P3107R4
Permit an efficient implementation of std::print

Published Proposal,

Author:
Audience:
LEWG
Project:
ISO/IEC 14882 Programming Languages — C++, ISO/IEC JTC1/SC22/WG21

1. Introduction

C++23 introduced a new formatted output facility, std::print ([P2093]). It was defined in terms of formatting into a temporary std::string to simplify the specification and to clearly indicate the requirement for non-interleaved output. Unfortunately, it was discovered that this approach does not allow for a more efficient implementation strategy, such as writing directly to a stream buffer under a lock, as reported in [LWG4042]. This paper proposes a solution to address this shortcoming.

2. Changes since R3

3. Changes since R2

4. Changes since R1

5. Changes since R0

6. Polls

LEWG poll results for R3:

POLL: Change has_locking_formatter to enable_nonlocking_formatter_optimization and reverse the boolean polarity

SF  F  N  A SA
 4 10  3  0  0

Outcome: Consensus

POLL: Modify P3107R3 (Permit an efficient implementation of std::print) by performing the modifications from the prior poll, and then send the revised paper to LWG for C++26 with a recommendation that implementations backport the change, classified as B2 (bug fix), to be confirmed with a Library Evolution electronic poll.

SF  F  N  A SA
10  7  1  1  1

Outcome: Consensus

LEWG poll results for R2:

POLL: We want to see in a follow-up paper of an investigation of removing the recommendation (from the standard) or forbidding inheritance in order to customize formatters.

SF  F  N  A SA
 4 11  9  7  0

Outcome: Consensus in favor

POLL: The default should assume the user formatter might be locking, types that don’t lock should explicitly state so to achieve performance.

SF  F  N  A SA
10 18  5  0  0

Outcome: Strong Consensus in Favor

7. Problems

As reported in [LWG4042], std::print/std::vprint* is currently defined in terms of formatting into a temporary std::string, e.g. [print.fun]:

void vprint_nonunicode(FILE* stream, string_view fmt, format_args args);

Preconditions: stream is a valid pointer to an output C stream.

Effects: Writes the result of vformat(fmt, args) to stream.

Throws: Any exception thrown by the call to vformat ([format.err.report]). system_error if writing to stream fails. May throw bad_alloc.

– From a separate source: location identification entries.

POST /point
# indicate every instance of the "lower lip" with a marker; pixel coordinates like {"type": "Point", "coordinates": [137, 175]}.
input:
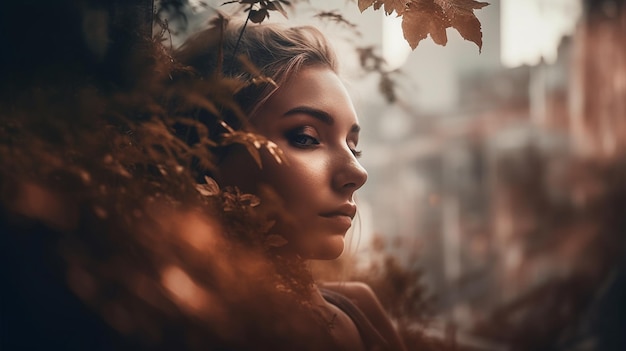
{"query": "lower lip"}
{"type": "Point", "coordinates": [342, 223]}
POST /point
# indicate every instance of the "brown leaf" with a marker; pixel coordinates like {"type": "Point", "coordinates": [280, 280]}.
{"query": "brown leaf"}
{"type": "Point", "coordinates": [257, 16]}
{"type": "Point", "coordinates": [276, 6]}
{"type": "Point", "coordinates": [211, 188]}
{"type": "Point", "coordinates": [423, 17]}
{"type": "Point", "coordinates": [395, 5]}
{"type": "Point", "coordinates": [462, 18]}
{"type": "Point", "coordinates": [364, 4]}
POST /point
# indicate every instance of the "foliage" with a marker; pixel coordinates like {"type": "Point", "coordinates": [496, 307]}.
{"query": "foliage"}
{"type": "Point", "coordinates": [100, 159]}
{"type": "Point", "coordinates": [421, 18]}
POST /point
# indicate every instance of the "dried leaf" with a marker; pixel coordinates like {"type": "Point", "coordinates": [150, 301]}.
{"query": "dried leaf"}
{"type": "Point", "coordinates": [364, 4]}
{"type": "Point", "coordinates": [423, 17]}
{"type": "Point", "coordinates": [211, 188]}
{"type": "Point", "coordinates": [276, 6]}
{"type": "Point", "coordinates": [462, 18]}
{"type": "Point", "coordinates": [395, 5]}
{"type": "Point", "coordinates": [257, 16]}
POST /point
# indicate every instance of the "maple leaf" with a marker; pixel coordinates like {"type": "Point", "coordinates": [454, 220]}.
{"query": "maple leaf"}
{"type": "Point", "coordinates": [394, 5]}
{"type": "Point", "coordinates": [364, 4]}
{"type": "Point", "coordinates": [423, 17]}
{"type": "Point", "coordinates": [462, 18]}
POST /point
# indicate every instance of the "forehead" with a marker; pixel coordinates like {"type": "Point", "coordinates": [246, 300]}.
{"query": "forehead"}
{"type": "Point", "coordinates": [316, 87]}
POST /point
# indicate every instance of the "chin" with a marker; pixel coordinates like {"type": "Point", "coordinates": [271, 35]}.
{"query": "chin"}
{"type": "Point", "coordinates": [331, 249]}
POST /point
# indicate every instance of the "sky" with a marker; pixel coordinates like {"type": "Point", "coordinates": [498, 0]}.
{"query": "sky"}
{"type": "Point", "coordinates": [531, 29]}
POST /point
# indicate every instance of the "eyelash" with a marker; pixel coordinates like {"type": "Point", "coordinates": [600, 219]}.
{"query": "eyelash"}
{"type": "Point", "coordinates": [295, 137]}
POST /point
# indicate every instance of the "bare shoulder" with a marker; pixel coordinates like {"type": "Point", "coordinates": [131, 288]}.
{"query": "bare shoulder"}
{"type": "Point", "coordinates": [366, 300]}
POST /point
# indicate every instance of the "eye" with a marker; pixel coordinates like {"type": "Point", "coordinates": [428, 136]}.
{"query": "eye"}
{"type": "Point", "coordinates": [355, 152]}
{"type": "Point", "coordinates": [304, 137]}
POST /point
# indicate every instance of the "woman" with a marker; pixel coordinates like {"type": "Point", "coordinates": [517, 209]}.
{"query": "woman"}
{"type": "Point", "coordinates": [308, 114]}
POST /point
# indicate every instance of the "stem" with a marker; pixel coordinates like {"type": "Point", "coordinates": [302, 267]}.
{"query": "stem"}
{"type": "Point", "coordinates": [241, 33]}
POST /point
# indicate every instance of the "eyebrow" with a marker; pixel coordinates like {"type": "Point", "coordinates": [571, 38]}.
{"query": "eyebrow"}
{"type": "Point", "coordinates": [318, 114]}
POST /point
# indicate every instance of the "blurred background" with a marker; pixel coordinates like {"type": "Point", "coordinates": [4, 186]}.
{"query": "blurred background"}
{"type": "Point", "coordinates": [497, 174]}
{"type": "Point", "coordinates": [495, 211]}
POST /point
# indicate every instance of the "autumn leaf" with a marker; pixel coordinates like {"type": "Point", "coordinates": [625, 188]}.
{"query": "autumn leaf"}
{"type": "Point", "coordinates": [394, 5]}
{"type": "Point", "coordinates": [462, 18]}
{"type": "Point", "coordinates": [364, 4]}
{"type": "Point", "coordinates": [423, 17]}
{"type": "Point", "coordinates": [257, 16]}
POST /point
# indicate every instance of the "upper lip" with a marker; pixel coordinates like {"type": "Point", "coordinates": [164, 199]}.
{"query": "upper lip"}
{"type": "Point", "coordinates": [343, 210]}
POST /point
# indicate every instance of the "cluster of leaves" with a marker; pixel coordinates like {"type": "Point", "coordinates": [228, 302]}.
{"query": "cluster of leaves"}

This prohibits a more efficient implementation strategy of formatting directly into a stream buffer under a lock (flockfile/funlockfile in POSIX, [STDIO-LOCK]) like C stdio and other formatting facilities do.

The inability to achieve this with the current wording stems from the observable effects: throwing an exception from a user-defined formatter currently prevents any output from a formatting function, whereas with the direct method, the output written to the stream before the exception occurred is preserved. Most errors are caught at compile time, making this situation uncommon. The current behavior can be easily replicated by explicitly formatting into an intermediate string or buffer.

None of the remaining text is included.